Our study has some limitations. Perhaps the most important one is that the patients included in the study were only those attending specialized centers and were felt to be at need for pulmonary rehabilitation; therefore, they may not represent the larger population of patients with COPD. However, the wide range of airflow obstruction does represent patients with COPD of the degree seen by clinicians.
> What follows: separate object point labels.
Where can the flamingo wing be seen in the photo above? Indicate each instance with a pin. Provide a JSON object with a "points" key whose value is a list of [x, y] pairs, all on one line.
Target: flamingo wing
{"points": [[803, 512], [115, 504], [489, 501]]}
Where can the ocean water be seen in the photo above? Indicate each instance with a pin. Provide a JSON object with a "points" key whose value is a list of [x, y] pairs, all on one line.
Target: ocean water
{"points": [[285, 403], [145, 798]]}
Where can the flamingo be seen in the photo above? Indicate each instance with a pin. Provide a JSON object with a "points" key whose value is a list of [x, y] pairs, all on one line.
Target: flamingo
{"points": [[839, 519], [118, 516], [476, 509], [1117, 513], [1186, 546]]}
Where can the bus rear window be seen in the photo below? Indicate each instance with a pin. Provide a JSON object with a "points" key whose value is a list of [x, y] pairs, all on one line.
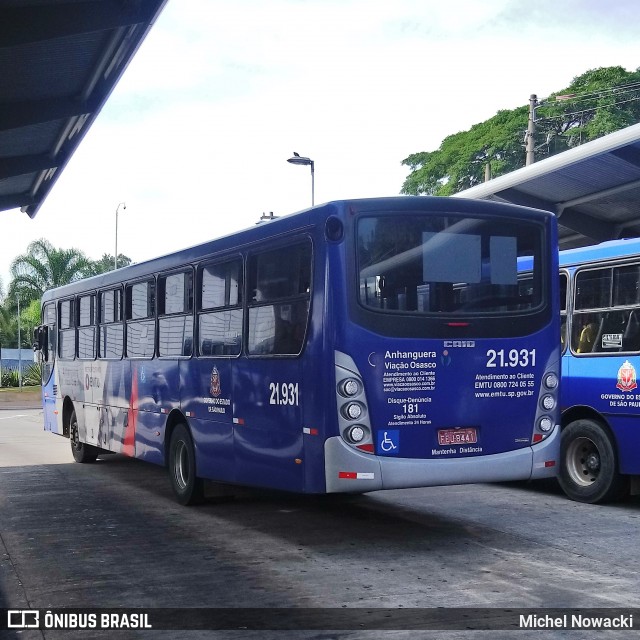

Second, we only included patients capable of performing both tests. Thus, the results may not apply to patients with conditions that limit the ability to walk; other factors (such as response to arm ergometry) may be more predictive of mortality in those patients than the inability to walk. It could also be argued that the peak V02 is a better test in patients where the presence of important cardiac involvement is not an exclusion criterion. However, data from studies involving patients with congestive heart failure also support the value of the 6MWD to predict mortality. Finally, the population consisted mainly of men. We admit this to be a limitation; however, in the studies by Miyamoto et al and Barst et al of patients with primary pulmonary hypertension, where a large proportion of patients were women, the 6MWD still proved to be a better predictor of mortality than peak V02. In addition, excluding the women from our study did not affect any of the results. We hope that further studies will include more women to extend our findings.
We must caution about overgeneralizing the results reported here. Our purpose was not to promote the substitution of a formal CPET for the 6MWD test. The CPET remains an extremely powerful tool that can provide information on the nature of the cardiopulmonary response to an exercise, or can help formulate an accurate prescription of exercise training or the response to pharmacologic therapy. Indeed, the 6MWD provides much less mechanistic information. Perhaps this field test should be used as a complement to an exercise test and can find a role in the wider practice of everyday pulmonary medicine.
In summary, this study shows that in patients with a wide range of COPD severity, the 6MWD test is as good a predictor of mortality, if not a better one, than the peak V02 obtained in a CPET. Further, the results suggest that the 6MWD test is a simple and useful test that can provide important information about a patient’s functional capacity and overall prognosis, and could become an easy test to include in the assessment of patients with COPD.